Along with land alienation, and usurious credit practices, the author identifies
three more reasons for this forced migration. First the quality of the
landholding of the tribal is of poor quality that fails to produce surplus for
the farmers. Second, lack of irrigation and erratic nature of rain limits the
agricultural activities to 4-5 months throughout the year leaving agricultural
wage earners jobless for the rest of the year. Thirdly the two districts under
study fair miserably in terms of industrial development. To use the author’s
statistics, 14 per cent of Nawapada and 16 per cent of Kalahandi’s main
workers are engaged in non-agricultural activities and Kalahandi ranked 14 in
terms of capital investment in new industries in the study year whereas Nawapada
ranked 25 among 30 districts of the state. The popular destination of these
migrants workers used to be Raipur in Chattisgarh and Andhra Pradesh and the
popular profession for these migrants are rickshaw pulling in Raipur and working
in the construction industries in Andhra Pradesh. This situation brings to the
forefront the question of why a large section of the population of a particular
area migrates every year. Politics of Hunger is a book in search of the causes.
The
book Politics of Hunger in India has
been divided into two parts. The first part deals with the theoretical questions
related to security and welfare of the citizens of a political community. In
the second part of the book, the author tests the theoretical concepts in the
light of the empirical data collected from two districts of Orissa, i.e.

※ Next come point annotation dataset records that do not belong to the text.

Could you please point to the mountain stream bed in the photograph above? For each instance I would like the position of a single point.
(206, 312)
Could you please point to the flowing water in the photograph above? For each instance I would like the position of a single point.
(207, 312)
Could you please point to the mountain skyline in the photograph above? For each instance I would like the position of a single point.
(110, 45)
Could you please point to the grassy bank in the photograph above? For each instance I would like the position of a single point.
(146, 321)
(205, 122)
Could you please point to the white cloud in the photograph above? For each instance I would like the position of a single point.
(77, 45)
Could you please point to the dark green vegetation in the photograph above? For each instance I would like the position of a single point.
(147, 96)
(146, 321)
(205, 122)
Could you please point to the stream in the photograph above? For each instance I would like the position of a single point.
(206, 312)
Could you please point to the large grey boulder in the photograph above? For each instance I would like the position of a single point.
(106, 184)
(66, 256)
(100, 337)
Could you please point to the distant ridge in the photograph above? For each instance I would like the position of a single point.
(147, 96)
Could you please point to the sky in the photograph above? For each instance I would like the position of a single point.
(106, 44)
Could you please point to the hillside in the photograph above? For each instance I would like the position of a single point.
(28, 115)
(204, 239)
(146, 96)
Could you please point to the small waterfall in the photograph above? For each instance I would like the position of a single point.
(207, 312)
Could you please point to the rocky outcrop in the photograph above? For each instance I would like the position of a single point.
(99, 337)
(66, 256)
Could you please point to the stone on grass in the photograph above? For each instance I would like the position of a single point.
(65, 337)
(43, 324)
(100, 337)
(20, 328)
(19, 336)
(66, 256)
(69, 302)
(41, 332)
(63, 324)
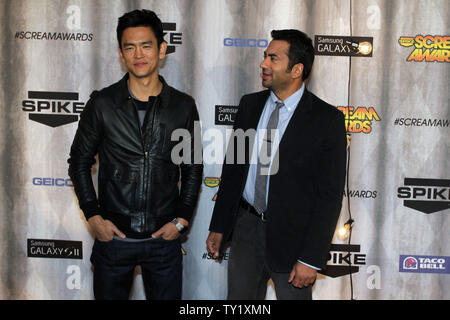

Kalahandi and Nawapara. Delving
into the economic history of this region, Bob Currie has identified a process
that began during the colonial period and is still continuing causing increased
indebtedness among the tribals. He reveals that the region was not economically
vulnerable traditionally but it was made so by the political process both during
the colonial period as well as the post-colonial period. He discusses at length
how the rulers of this region, in order to extract more revenue, invited
outsiders to the area giving in their hands the control of land as well as
administration. The author argues that the exposure of the tribals to the
money-based economy made them victims of market fluctuations leading to their
increased indebtedness. He further reveals that recurrent drought caused food
shortage in the region. The author argues that the reason for the pauperisation
of the tribals of the region, despite it being the rice surplus region of the
state, is polarisation of productive resources. Alienation of land and other
productive assets from the tribals through unscrupulous means of credit,
mortgage, and encroachment resulted in irreversible impoverishment of the
tribals making them vulnerable to bonded labour and distress migration.
The
author concludes the study with some pertinent observations which advocate
greater political participation for development. He argues that greater
political participation does not guarantee poverty reduction or development and
to achieve these objectives, the form of political participation is important
and the author opens this as a further area of policy research on poverty and
hunger alleviation. The author favours that a political culture in which the
political authorities take upon themselves the responsibility to reduce hunger
and wherein exist political associates who bear antecedent responsibility of
assisting those in difficulty through direct means of political obligation and
indirectly by supporting the relief and welfare measures of the civil
authorities which unfortunately does not exist in western Orissa. He concludes
that the constitutional freedom and equality is ineffective unless the citizens
are equipped with necessary resources such as food, shelter, clothing, access to
information and physical security to make effective use of the constitutional
freedom and equality.
Being
based on the author’s primary research in two most underprivileged districts
of the country, the book presents firsthand information and explanation about
the causes of poverty, starvation and migration and explains their persistence
in a democratic country for fifty years after independence.